Esta mañana me desayuné con naranjas pasadas, esas que muestran una corona blanquecina que tiende en su centro hacia el azul místico. Corté la parte dañada y me la comí. Está claro que no logré extirpar del todo el sabor agrio que se había colado hacia el corazón de algún gajo sano. Un leve retortijón de barriga y al baño, pero con la extraña sensación de haberme montado en una nube de intoxicación cítrica que me hacía ver el mundo de otra forma. Puro espejismo. Salí hacia la empresa y vi que una bandera de dimensiones exaltadamente patrióticas ondeaba en un mástil de 20 metros en medio de una rotonda. Como Constantino y el colosalismo de su estatuaria o como el bizantinismo de la Alhambra y su estuco posticero, lo desmesurado sólo esconde la decadencia. Con esta lucidez de medio pelo me encajé en la granja de pollos para trabajar. Hoy me contó una colega que sus curritos no soportan que en el taller se pronuncie la palabra folletín –risas, aspavientos desmedidos y gritos excitados de la primera banca a la última– , por lo que la explicación sobre la novela decimonónica y Galdós se ve mermada de información para que estos seres alcancen la 2ª fase de algún concurso cultural de televisión.
Me voy a la casa familiar a comer porque por la tarde tengo cita con algunos representantes legales de mis trabajadores. En la comida, me entero que mi madre llevará una prótesis en la rótula en cuanto acceda a operarse, mientras mi padre, accidental presidente de mesa electoral (la presidenta titular sintió una indisposición la noche antes, según su marido, que le provocaba una actividad intestinal digna de una auténtica rucha vieja) me narra que el PP ganó en unas urnas en las que el voto obrero era mayoritario y que un curioso saboteador había colado una foto de Arnaldo Otegi con el puño en alto en el sobre blanco del Parlamento.
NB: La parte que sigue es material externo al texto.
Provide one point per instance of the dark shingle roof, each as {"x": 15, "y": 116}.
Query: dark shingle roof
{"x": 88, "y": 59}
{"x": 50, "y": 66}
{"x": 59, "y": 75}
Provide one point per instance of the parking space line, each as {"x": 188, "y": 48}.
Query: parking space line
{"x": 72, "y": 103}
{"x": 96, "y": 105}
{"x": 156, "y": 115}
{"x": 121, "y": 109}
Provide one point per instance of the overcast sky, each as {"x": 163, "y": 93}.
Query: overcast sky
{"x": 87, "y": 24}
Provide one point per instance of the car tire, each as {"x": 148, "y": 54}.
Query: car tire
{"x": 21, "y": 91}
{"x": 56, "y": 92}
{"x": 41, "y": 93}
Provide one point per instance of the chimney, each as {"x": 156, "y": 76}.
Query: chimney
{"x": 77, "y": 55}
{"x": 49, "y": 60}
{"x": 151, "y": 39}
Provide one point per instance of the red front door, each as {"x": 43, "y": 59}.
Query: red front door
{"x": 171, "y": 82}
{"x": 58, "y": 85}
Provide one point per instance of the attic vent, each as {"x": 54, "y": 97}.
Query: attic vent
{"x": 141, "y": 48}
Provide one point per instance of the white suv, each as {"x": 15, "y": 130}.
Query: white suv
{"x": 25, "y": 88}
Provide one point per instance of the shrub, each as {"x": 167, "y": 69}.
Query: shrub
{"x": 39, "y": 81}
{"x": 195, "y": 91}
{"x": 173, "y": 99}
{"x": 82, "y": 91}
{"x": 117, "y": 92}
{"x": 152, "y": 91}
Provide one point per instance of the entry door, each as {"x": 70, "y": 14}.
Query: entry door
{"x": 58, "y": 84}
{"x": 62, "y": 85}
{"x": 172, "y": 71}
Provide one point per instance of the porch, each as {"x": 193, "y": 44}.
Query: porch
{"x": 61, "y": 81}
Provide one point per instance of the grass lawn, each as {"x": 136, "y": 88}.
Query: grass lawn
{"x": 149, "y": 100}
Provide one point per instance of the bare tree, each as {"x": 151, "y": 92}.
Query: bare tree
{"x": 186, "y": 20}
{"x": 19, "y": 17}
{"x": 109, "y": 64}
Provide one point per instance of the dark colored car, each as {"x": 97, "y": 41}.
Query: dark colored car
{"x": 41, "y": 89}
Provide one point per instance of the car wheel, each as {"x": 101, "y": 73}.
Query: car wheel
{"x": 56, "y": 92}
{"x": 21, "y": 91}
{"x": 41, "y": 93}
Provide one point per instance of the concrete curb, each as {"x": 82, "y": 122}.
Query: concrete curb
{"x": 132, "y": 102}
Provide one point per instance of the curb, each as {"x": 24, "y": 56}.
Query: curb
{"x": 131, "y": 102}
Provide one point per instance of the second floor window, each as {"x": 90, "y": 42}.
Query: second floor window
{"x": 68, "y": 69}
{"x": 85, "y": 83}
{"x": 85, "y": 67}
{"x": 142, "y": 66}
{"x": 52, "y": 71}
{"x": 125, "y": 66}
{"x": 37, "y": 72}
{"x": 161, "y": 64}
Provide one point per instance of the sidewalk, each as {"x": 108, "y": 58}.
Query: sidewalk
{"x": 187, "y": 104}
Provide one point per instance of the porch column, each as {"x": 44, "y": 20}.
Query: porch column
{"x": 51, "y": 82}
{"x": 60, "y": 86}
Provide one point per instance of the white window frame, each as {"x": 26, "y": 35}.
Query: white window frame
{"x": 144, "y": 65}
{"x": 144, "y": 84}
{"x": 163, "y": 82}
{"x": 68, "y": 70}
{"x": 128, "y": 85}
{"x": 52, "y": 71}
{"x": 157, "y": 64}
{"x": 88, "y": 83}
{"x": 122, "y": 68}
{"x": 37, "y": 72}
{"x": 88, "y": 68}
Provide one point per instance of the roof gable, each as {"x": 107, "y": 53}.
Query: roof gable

Vuelta al tajo. Los representantes legales de mis curritos tienen vidas que darían para fritangas, asados, cocidos y potajes. Sus historias pueden ser las mías. Intento mantener un educado murete de contención íntima, pero a veces se viene abajo y me entero de divorcios exprés y de idilios escondidos a hijos que sospechan que hay algún elemento extraño que se ha interpuesto entre las miradas jóvenes de sus padres. Un magma literario de folletín que duele como si fuera real, pero el caso es que lo es. El otro día, en un ataque de humanidad, les pedí a los trabajadores que me escribieran tres cosas que les hicieran felices. Hubo de todo: desde lo más material a lo más espiritual. Me sorprendió uno que decía, como si de una oración se tratara, “que mis padres nunca se separen”. Mientras que muchos de nosotros rezábamos el “Jesusito de mi vida”, en USA, un país actualmente entregado a un tacto hipócrita que intenta escurrir las demandas, los niños enviaban sus plegarias a Dios con un “Si muriera antes de despertar” (título además de un prodigioso cuento de William Irish) que llenaba de dramatismo el inocente e infantil sueño. Sin “Jesusitos” ya, me cuenta el último manager de un obrero de 14 años que le ha castigado sin sacarle la licencia de armas. Me aclara que la puede tener con un adulto al lado, que puede apartarse 50 metros de ese adulto en cuanto cumpla los 16 y que a los 18 ya puede tirarse al monte solito. Esta noche, en mi camita rezaré todo lo que sepa para que mi existencia nunca se cruce con tanta literatura. Good night, my friends.